Sous pression politique et médiatique, le cabinet juridique adopte désormais une stratégie plus conciliante. Dans un communiqué publié mercredi, ENSAFRICA affirme rester « pleinement engagé » en faveur d’une « résolution définitive et équitable » dans cette affaire devenue hautement sensible.
Cette réaction intervient moins de 24 heures après la sortie remarquée du ministre du Travail et des Relations industrielles à l’Assemblée nationale. Reza Uteem avait averti qu’en l’absence d’un accord à l’amiable avec les deux ex-employées dans le délai de 45 jours accordé par l’Equal Opportunities Commission (EOC), il demanderait à l’Attorney General d’envisager la révocation de la licence du cabinet.

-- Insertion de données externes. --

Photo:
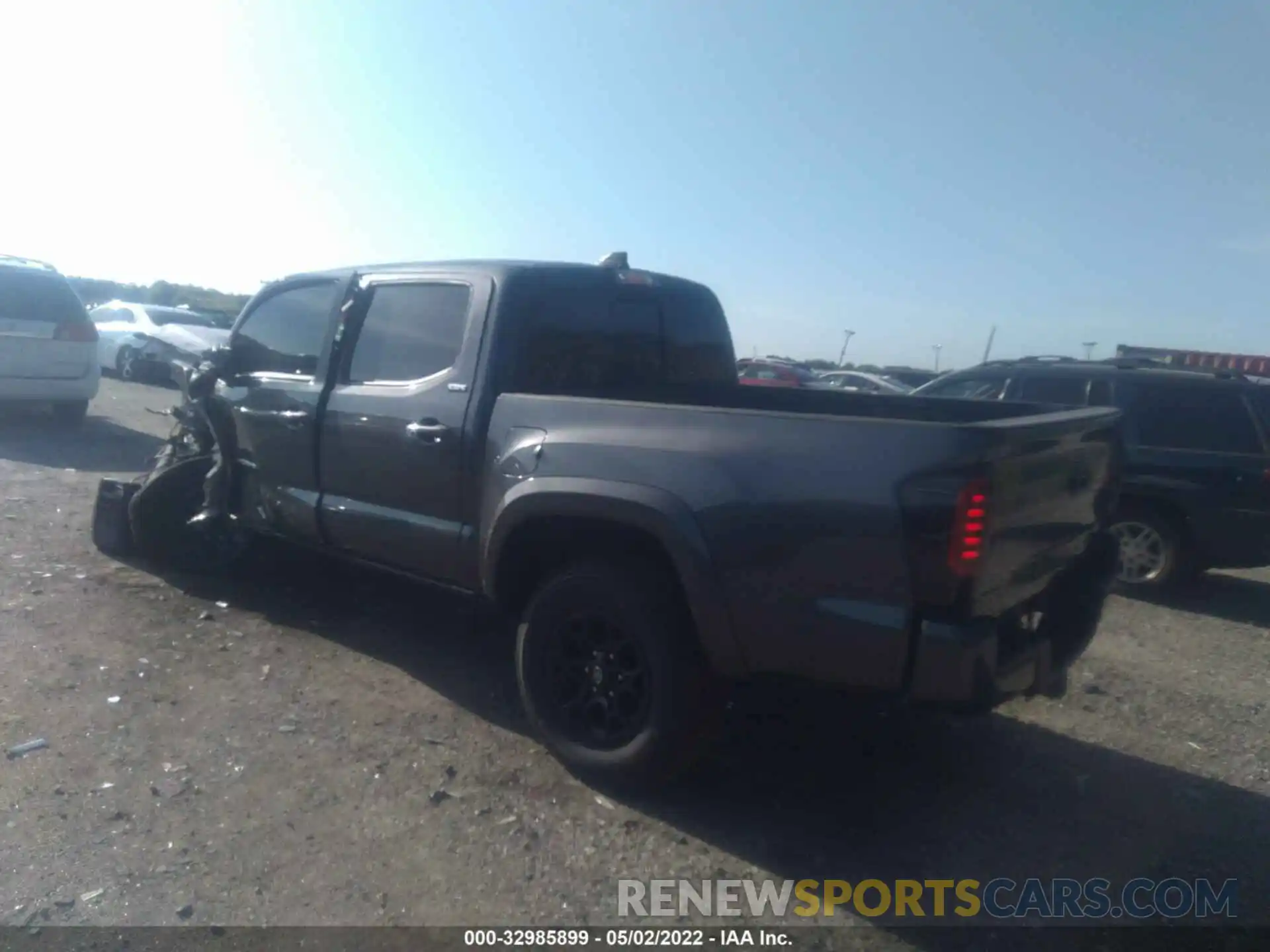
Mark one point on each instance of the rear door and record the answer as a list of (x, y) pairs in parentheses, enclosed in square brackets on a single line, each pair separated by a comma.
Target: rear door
[(278, 352), (45, 332), (1198, 444), (393, 436)]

Dans son communiqué, ENSAFRICA insiste sur le fait que la procédure de conciliation recommandée par l’EOC est toujours en cours. Le cabinet indique qu’une proposition a déjà été soumise aux représentants des deux anciennes salariées il y a une dizaine de jours et assure vouloir poursuivre les discussions dans le respect du calendrier fixé par la Commission.
Sans répondre frontalement aux accusations de discrimination religieuse évoquées dans le rapport de l’EOC, ENSAFRICA préfère mettre en avant sa culture d’entreprise. Le cabinet affirme compter une soixantaine de collaborateurs issus « de cultures, de croyances et d’horizons différents », évoluant dans un environnement fondé sur « la diversité, l’inclusion et le respect mutuel ».
À travers cette prise de parole, ENSAFRICA cherche visiblement à reprendre la main dans une affaire qui a pris une ampleur nationale. Le cabinet insiste sur « le dialogue et la concertation », estimant que « les questions complexes requièrent avant tout le dialogue ».